As we headed out for the first race of the day, the conditions seemed ideal for that superstitious 13th race that had been postponed the day before.  The gun went off to start the race and ETNZ took the lead.  This could be it!  But then the wind died - not completely - but enough to slow everything down, really slow it down.  ETNZ had a significant lead over OTUSA and would have easily won the race but there was a time limit of 40 minutes per race.  ETNZ was on the last leg with just over one nautical mile to go and was heading for the finish line when time, like the wind, ran out.  This was devastating.  For the last several days we were fighting against too much wind and had to postpone races.  Just yesterday OTUSA had asked to change the rules to a higher wind limit.  Today there wasn’t enough wind for ETNZ to finish the race and also the regatta as they would have received that last needed point for the overall win.  This was unbelievable.  My heart sank for ETNZ.  They were so very close and yet too far.
We worked our way back to the start line.  Somehow ETNZ had to put that last race behind them - get it out of their heads and focus on yet another attempt at Race 13.  Sailing is not only a physical sport but a very mentally challenging sport as well.  I had to admire the gumption, drive, desire, dedication and determination of ETNZ in those moments between the races that day.  The Race Committee started Race 13 for the third time and it proved to be an unlucky race for ETNZ.  After too much wind yesterday and the race being postponed, to too little wind today and the race exceeding the time limit, the third time was a charm for OTUSA who on that third try crossed the finish line first.  The score was now ETNZ 8 (match point) and OTUSA 3, having actually won 5 times since they started the regatta with a two point penalty.  

At the press conference that afternoon OTUSA Skipper Jimmy Spithill was quick to remind the media of how his crew had been put together only four days before the event started.  He reminded everyone of how OTUSA had lost their wing trimmer as he had been banned from sailing in the event.  He also reminded everyone how OTUSA had started the regatta two points behind.  He neglected to mention that each of these obstacles for his team were put into place due to a cheating scandal based on the America’s Cup World Series.  Was this just selective memory on Spithill’s part or was he setting up the media with the excuses to be used when OTUSA lost the Cup?  Or perhaps these were just more mind games coming from Spithill. His opponents had to be feeling bad enough, having had the Cup within their grasp during today’s first race only to have the clock run out.  Now they were being reminded of the hardships the OTHER team was facing.  Mind games indeed.

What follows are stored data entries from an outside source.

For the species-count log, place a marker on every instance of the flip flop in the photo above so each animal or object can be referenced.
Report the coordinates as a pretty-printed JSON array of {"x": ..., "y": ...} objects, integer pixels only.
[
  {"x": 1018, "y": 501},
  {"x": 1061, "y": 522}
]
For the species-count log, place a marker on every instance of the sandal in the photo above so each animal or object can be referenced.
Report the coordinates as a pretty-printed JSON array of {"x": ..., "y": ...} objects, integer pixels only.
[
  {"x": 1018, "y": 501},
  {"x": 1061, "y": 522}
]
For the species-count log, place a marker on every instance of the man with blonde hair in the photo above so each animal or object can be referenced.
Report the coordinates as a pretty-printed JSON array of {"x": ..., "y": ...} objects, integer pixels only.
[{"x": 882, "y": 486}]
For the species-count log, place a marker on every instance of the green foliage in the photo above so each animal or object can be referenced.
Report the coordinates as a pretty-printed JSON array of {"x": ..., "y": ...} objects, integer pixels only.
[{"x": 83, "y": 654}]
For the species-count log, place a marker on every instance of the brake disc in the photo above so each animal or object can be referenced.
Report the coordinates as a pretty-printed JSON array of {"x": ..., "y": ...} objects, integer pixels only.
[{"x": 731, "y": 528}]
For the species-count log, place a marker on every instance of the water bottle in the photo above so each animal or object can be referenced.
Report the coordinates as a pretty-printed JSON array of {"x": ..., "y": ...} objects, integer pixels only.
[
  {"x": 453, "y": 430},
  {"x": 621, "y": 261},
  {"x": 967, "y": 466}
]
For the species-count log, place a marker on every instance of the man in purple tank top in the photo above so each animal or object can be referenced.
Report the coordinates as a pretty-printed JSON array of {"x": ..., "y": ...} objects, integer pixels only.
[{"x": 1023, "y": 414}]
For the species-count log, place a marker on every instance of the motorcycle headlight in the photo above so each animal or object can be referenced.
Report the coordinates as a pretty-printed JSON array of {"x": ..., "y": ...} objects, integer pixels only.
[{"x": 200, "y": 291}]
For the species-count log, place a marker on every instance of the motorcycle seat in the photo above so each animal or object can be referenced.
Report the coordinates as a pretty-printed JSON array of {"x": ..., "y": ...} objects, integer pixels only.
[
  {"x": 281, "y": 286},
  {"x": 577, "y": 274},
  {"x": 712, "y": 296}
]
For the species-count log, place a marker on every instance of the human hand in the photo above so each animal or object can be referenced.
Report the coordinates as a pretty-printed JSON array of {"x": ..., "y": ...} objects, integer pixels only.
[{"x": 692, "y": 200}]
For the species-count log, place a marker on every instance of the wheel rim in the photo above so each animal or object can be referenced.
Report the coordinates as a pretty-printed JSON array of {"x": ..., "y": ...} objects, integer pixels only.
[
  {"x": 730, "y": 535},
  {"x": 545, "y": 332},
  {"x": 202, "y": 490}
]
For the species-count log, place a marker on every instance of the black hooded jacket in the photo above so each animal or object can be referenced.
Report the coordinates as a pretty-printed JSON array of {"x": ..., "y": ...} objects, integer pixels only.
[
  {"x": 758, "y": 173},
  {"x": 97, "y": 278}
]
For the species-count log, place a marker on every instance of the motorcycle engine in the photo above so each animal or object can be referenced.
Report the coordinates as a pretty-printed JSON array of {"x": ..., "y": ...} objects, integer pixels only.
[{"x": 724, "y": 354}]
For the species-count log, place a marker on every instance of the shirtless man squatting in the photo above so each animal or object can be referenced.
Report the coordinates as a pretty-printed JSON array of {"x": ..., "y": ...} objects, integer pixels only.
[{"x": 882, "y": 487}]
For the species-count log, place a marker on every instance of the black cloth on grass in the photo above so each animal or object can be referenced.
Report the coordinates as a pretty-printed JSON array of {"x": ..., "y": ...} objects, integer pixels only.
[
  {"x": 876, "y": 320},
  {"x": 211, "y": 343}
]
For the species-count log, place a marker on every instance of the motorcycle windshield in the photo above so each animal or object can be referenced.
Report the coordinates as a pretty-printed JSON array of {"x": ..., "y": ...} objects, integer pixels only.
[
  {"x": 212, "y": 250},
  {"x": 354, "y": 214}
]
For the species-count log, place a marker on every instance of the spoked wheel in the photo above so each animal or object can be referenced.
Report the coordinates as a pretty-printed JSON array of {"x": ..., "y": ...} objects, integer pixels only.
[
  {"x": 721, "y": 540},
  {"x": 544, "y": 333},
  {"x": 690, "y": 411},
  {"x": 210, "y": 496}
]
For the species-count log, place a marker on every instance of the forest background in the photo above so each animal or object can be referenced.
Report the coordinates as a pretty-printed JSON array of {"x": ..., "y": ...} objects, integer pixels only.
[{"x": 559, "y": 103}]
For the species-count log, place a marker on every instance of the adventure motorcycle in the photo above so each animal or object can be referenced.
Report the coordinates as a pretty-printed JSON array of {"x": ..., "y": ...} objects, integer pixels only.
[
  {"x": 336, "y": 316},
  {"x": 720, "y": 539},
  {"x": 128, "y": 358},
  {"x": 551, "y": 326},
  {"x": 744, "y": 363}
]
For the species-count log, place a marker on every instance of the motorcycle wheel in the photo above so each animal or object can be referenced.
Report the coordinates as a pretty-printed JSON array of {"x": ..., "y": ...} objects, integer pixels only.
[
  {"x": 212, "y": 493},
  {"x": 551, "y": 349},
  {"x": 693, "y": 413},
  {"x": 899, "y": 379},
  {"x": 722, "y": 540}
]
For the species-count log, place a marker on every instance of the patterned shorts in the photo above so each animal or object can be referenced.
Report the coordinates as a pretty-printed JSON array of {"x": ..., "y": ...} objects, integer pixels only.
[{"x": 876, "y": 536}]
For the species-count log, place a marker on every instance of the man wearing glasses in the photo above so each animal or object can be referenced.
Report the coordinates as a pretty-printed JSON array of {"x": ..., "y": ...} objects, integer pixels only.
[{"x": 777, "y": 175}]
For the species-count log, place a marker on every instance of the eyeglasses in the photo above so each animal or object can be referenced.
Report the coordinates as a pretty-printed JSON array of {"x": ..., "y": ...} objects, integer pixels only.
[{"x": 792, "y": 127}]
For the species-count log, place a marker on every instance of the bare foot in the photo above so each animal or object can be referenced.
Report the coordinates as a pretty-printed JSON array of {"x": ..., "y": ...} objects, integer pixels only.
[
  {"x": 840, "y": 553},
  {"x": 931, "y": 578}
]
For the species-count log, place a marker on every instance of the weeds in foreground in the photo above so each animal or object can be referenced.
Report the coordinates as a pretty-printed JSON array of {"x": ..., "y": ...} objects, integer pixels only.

The press conference ended on the topic of skill, superstitions and luck.  It was the kiwi’s who responded the most with Ray Davies, tactician for ETNZ, stating that he believed that luck beats skill every time and skipper Dean Barker voiced that you never walk away from luck.  I wondered if they were wearing red socks.

That night was yet another concert at the America’s Cup Pavilion.  Tonight’s headliner was Edward Sharpe and I had received tickets to the show.  I made my usual stop at Pier 23 that afternoon before the show but the shift that had been occurring all day had hit Pier 23 as well, as the usual suspects were nowhere to be found.  It was oddly quiet that afternoon.  Something in the air had definitely changed and there was that front that was about to move through.  It almost seemed as though someone had been manipulating the weather and race conditions until OTUSA was able to win Race 13.  Could there be software to do such things and if so, who might have the money to develop such a thing?  Yes - I did wonder about this.